Cette nuit-là, nous dormîmes dans nos armures et la garde fut doublée, amputant notre confort comme nos heures de sommeil ; le réveil fut morne pour beaucoup, d'autant que des loques de brouillards couvraient nos camps comme les longs morceaux d'un linceul déchiré.
Il faisait encore sombre quand Alexandros et moi sortîmes de l'atmosphère froide de notre tente pour celle, encore plus piquante, d'une montagne encore privée des rayons d'Hélios. Le ciel ne faisait que suggérer sa venue ; notre souffle produisait de petits nuages blancs.
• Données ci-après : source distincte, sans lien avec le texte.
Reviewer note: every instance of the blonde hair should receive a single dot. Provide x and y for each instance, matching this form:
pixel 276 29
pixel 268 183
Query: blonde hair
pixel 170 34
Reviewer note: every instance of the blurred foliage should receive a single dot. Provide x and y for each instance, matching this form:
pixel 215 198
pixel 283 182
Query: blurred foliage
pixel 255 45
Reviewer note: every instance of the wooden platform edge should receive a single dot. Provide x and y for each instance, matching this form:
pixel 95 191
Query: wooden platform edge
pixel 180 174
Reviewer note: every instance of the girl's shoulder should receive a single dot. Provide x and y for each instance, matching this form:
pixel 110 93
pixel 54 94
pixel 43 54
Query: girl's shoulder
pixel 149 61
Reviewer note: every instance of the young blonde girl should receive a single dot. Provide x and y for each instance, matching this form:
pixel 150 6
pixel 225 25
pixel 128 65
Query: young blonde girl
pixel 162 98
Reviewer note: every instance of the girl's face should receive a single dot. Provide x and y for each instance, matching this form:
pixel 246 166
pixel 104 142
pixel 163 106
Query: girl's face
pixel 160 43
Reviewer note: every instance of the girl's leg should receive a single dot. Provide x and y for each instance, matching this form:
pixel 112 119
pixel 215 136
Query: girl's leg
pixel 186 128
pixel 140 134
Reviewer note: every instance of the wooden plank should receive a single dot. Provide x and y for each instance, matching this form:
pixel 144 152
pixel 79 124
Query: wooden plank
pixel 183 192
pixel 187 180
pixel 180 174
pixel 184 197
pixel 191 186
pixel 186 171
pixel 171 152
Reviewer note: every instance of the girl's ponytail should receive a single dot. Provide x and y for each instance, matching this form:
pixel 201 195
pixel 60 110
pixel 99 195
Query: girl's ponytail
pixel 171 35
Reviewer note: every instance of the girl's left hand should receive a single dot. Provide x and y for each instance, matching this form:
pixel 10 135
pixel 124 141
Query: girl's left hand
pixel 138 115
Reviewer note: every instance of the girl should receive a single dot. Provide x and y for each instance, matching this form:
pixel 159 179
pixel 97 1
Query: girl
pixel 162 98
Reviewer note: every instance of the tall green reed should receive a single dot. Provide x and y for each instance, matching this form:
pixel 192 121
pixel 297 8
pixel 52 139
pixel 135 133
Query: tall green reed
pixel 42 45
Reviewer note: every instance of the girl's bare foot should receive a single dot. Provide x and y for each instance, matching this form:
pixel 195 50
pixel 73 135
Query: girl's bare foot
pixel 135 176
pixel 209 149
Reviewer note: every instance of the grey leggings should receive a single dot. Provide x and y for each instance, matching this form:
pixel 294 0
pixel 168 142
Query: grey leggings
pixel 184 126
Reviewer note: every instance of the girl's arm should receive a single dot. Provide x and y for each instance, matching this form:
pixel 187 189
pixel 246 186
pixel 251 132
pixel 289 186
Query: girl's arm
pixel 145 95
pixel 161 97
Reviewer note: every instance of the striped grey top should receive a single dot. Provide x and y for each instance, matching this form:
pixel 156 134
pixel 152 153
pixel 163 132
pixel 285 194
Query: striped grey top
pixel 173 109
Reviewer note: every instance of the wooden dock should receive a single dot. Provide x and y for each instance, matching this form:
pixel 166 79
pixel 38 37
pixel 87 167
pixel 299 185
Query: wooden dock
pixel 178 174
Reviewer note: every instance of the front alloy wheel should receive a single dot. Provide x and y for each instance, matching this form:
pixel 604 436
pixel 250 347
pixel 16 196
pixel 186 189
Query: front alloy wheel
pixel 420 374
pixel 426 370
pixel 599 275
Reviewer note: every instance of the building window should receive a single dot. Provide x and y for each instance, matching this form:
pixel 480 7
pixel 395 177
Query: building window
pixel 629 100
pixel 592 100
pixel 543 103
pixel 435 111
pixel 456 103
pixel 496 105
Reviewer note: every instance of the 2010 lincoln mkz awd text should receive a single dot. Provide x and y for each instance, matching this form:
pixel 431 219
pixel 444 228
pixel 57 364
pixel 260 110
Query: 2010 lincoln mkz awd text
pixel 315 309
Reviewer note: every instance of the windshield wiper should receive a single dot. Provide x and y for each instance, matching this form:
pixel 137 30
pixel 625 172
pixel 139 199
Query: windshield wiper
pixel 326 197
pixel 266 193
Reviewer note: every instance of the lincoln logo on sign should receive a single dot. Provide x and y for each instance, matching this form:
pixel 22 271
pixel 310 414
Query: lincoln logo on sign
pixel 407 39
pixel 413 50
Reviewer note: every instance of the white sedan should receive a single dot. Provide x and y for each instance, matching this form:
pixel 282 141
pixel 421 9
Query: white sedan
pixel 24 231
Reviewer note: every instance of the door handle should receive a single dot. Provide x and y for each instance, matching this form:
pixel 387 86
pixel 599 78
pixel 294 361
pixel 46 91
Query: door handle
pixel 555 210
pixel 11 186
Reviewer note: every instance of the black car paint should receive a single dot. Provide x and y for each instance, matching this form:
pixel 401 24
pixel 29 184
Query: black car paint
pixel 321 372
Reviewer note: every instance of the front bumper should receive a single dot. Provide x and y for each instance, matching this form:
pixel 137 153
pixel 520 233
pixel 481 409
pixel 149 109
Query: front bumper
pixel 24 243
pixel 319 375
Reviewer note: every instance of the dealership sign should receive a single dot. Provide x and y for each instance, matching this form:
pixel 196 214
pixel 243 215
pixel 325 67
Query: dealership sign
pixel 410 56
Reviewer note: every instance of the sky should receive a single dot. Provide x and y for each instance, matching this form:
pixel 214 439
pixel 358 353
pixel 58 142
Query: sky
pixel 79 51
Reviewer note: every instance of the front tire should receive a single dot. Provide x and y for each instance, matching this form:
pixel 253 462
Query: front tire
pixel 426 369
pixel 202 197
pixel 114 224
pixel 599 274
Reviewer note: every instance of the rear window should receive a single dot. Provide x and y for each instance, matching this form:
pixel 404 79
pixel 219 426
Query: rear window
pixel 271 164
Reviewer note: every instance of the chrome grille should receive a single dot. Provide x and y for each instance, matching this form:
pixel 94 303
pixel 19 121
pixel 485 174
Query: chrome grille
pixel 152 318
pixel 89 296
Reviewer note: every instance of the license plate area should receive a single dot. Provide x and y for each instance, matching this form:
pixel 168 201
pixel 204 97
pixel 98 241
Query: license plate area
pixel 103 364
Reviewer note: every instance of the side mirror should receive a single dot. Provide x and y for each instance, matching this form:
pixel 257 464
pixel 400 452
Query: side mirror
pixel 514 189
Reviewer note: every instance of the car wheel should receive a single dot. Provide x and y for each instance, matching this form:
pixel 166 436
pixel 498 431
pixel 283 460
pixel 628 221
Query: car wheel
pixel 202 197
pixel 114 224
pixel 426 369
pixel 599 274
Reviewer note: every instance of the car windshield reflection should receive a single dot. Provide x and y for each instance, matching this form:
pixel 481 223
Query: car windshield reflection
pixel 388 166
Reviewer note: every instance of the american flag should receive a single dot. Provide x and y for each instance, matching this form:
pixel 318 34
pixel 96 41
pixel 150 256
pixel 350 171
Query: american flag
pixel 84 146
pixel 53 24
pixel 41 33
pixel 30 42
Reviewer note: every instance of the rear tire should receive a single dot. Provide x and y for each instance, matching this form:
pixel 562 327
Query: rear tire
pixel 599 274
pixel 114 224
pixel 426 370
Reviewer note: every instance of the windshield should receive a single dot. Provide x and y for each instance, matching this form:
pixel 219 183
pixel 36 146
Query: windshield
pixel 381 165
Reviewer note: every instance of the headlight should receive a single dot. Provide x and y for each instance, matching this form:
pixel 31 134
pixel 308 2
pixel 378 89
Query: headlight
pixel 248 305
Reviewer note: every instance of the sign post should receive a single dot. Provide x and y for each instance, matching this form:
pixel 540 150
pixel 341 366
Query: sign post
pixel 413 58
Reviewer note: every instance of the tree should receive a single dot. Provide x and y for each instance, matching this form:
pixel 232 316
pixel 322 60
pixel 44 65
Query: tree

Nous trainâmes nos pieds jusqu'aux lignes des chevaux tout en mâchant les restes de galettes de la veille, nos boucliers sanglés à l'épaule.
Cuites sur les feux de camp, elles avaient été délicieuses ; à présent, elles me paraissaient spongieuses et insipides.
Les palefreniers retiraient les entraves des chevaux et remballaient tout l'attirail pour le charger sur les mulets. Une rosée glaciale s'accrochait aux cils de Podargos et Bouképhalas et aux longs poils de leur épaisse robe d'hiver.
— Content de nous voir, ma beauté ? ronronna Alexandros en tendant des bouts de galette à son destrier.
L'étalon souffla. Il approcha son énorme tête de son cavalier pour se faire cajoler pendant que, derrière nous, on abattait les tentes, roulait les toiles, que tout ce qui n'avait pas été rangé la veille retrouvait sa place sur les chariots légers. Enfin, après avoir terminé d'harnacher Podargos, je récupérai la couverture de monte de Bouképhalas et sa bride pour qu'Alexandros puisse finir de le préparer.
Je remarquai alors que ses oreilles tournaient, tournaient, tournaient au lieu de se pointer vers son maître. Quelque chose l'empêchait de lui accorder toute son attention ; Podargos tenait sa tête très haute et les nasaux très ouverts, ce qui ne lui ressemblait pas si tôt le matin...
Je tendis mon esprit vers ma monture. L'odorat et l'ouïe des chevaux sont bien meilleurs que les nôtre et, à travers Podargos, je sentis flotter, portée par le vent coupant qui avait fait claquer la toile de notre tente toute la nuit, l'odeur de chevaux qui n'appartenaient à aucune harde connue.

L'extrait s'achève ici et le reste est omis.